Actualisé 17.05.2016 à 12:00

AccueilGenève cherche à mettre les réfugiés au travail

Au bout du lac, plus de 1600 personnes réfugiées sont en droit d'exercer une activité professionnelle, mais ne sont pourtant pas employées. L'Etat veut favoriser leur embauche.

Le travail dans les champs est l'un des domaines dans lesquels les réfugiés peuvent être formés.

Le travail dans les champs est l'un des domaines dans lesquels les réfugiés peuvent être formés.

photo: Keystone/Michael Nelson

Les réfugiés titulaires d'un permis F ou B, voire C, sont autorisés à travailler en Suisse. A Genève, 2234 personnes se trouvent dans cette situation. Pourtant, 70% d'entre elles, soit 1619, ne sont pas employées. Les autorités vont lancer un programme pour faciliter leur embauche, annonce la «Tribune de Genève». Un premier frein à l'engagement de réfugiés devrait bientôt être levé du côté de Berne. La Confédération prélève en effet une taxe spéciale de 10% sur le salaire de ces personnes, pour couvrir les frais de leur procédure d'asile. Ce fonctionnement sera prochainement abandonné.

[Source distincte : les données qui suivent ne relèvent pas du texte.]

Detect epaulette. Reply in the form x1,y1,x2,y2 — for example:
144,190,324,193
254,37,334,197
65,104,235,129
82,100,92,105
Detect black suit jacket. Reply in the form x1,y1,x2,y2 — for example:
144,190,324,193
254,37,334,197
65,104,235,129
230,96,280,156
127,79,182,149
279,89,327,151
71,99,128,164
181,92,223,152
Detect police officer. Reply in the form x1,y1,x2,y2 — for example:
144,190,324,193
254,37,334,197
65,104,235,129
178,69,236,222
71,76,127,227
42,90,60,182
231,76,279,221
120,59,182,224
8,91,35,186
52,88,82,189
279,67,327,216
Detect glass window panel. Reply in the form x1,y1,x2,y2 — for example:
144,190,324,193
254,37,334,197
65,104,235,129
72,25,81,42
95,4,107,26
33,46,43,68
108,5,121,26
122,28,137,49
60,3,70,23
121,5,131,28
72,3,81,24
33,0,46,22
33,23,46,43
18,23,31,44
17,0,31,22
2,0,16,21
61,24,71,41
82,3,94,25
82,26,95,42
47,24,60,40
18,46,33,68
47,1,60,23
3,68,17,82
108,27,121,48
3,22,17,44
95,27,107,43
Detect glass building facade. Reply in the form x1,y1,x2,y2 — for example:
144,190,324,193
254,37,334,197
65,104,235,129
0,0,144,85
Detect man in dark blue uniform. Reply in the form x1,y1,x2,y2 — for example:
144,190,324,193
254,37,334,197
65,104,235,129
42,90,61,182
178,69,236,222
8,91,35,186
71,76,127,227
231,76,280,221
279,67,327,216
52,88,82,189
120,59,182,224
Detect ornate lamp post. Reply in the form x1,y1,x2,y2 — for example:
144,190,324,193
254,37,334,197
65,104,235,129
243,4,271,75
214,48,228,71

L'engagement de personnes réfugiées deviendra alors plus attractif.

En parallèle, Genève a lancé un programme «d'employabilité» par étapes, où l'apprentissage du français est placé au cœur du dispositif. Une formation est dispensée dans sept secteurs ciblés: la restauration, le bâtiment, l'économie domestique, l'hôtellerie, le nettoyage, la santé et l'agriculture. L'Etat y voit aussi le moyen d'adoucir les effets d'une mise en œuvre de l'initiative contre l'immigration de masse, votée le 9 février 2014, qui impose aux cantons des quotas de travailleurs étrangers.

L'ensemble des partenaires sociaux saluent la démarche du Département de l'économie, piloté par le conseiller d'Etat Pierre Maudet. Son collègue chargé de l'emploi, Mauro Poggia, émet une unique réserve. Il craint que cette main-d'œuvre constitue une concurrence déloyale pour les demandeurs d'emploi genevois. Les syndicats écartent son doute, car les secteurs listés sont tous régis par une convention collective de travail. Les personnes réfugiées seront alors engagées sur les mêmes bases tarifaires que les travailleurs locaux.